Con la pandemia qualcosa è cambiato: la distrazione dalla morte e dalla malattia non è stata più possibile perché tutti senza eccezioni sono potenzialmente coinvolti. Ma anche la cura potrebbe essere usata come distrattore. Se “Vincere la pandemia” e “completare la campagna vaccinale” sono espressioni (usate proprio da Draghi come si legge qui) comprensibili e senza ambiguità, quanto a “offrire risposte ai problemi quotidiani” e “rilanciare il Paese” o “abbiamo a disposizione le risorse straordinarie dell’Ue”, si potrebbe temere qualche incertezza sibillina maggiore.
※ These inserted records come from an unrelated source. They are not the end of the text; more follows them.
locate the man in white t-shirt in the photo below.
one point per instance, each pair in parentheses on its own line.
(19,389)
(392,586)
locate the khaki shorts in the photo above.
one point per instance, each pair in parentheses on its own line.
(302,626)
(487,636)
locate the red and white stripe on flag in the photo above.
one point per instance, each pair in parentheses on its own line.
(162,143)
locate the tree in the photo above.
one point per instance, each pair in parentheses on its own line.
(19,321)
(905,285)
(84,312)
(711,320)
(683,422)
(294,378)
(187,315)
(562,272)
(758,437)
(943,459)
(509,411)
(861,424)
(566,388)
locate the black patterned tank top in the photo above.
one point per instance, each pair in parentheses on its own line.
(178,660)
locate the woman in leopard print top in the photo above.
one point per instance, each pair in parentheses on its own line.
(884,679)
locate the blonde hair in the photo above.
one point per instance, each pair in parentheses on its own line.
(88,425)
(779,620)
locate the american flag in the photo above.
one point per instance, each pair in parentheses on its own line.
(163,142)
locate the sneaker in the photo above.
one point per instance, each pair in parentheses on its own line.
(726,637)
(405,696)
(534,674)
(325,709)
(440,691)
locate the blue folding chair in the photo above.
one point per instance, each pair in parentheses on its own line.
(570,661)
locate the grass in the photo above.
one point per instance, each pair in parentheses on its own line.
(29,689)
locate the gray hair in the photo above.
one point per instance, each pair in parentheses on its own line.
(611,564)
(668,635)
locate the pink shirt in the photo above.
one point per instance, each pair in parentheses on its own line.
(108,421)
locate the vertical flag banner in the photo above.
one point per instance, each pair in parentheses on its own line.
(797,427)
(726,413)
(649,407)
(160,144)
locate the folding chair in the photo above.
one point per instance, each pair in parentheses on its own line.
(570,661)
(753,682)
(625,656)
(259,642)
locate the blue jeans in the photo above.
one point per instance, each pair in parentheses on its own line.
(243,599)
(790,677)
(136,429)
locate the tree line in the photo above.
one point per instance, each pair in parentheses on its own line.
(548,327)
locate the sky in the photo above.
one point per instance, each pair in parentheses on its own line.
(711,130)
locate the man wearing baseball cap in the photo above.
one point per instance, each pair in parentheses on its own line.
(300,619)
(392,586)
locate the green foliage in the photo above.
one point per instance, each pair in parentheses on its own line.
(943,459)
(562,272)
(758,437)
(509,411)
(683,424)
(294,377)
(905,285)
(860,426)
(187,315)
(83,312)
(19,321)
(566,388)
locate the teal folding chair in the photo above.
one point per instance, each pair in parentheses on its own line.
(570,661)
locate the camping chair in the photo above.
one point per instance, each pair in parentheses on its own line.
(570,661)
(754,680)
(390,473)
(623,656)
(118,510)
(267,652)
Certo, il mercato corre veloce, perché Draghi è espressione diretta di quella logica e di quel potere. E egoisticamente potremmo anche godere di un alter ego di valore rispetto alla Germania e ai titoli di Stato.
Resterà da vedere a lungo termine se sia un re che farà dell’Italia una reggia o un nobile mandato a Versailles – nei cui giardini è famoso il bacino del dragone –, prima della banca rotta (come per la Francia alla morte di Luigi XIV nel 1715).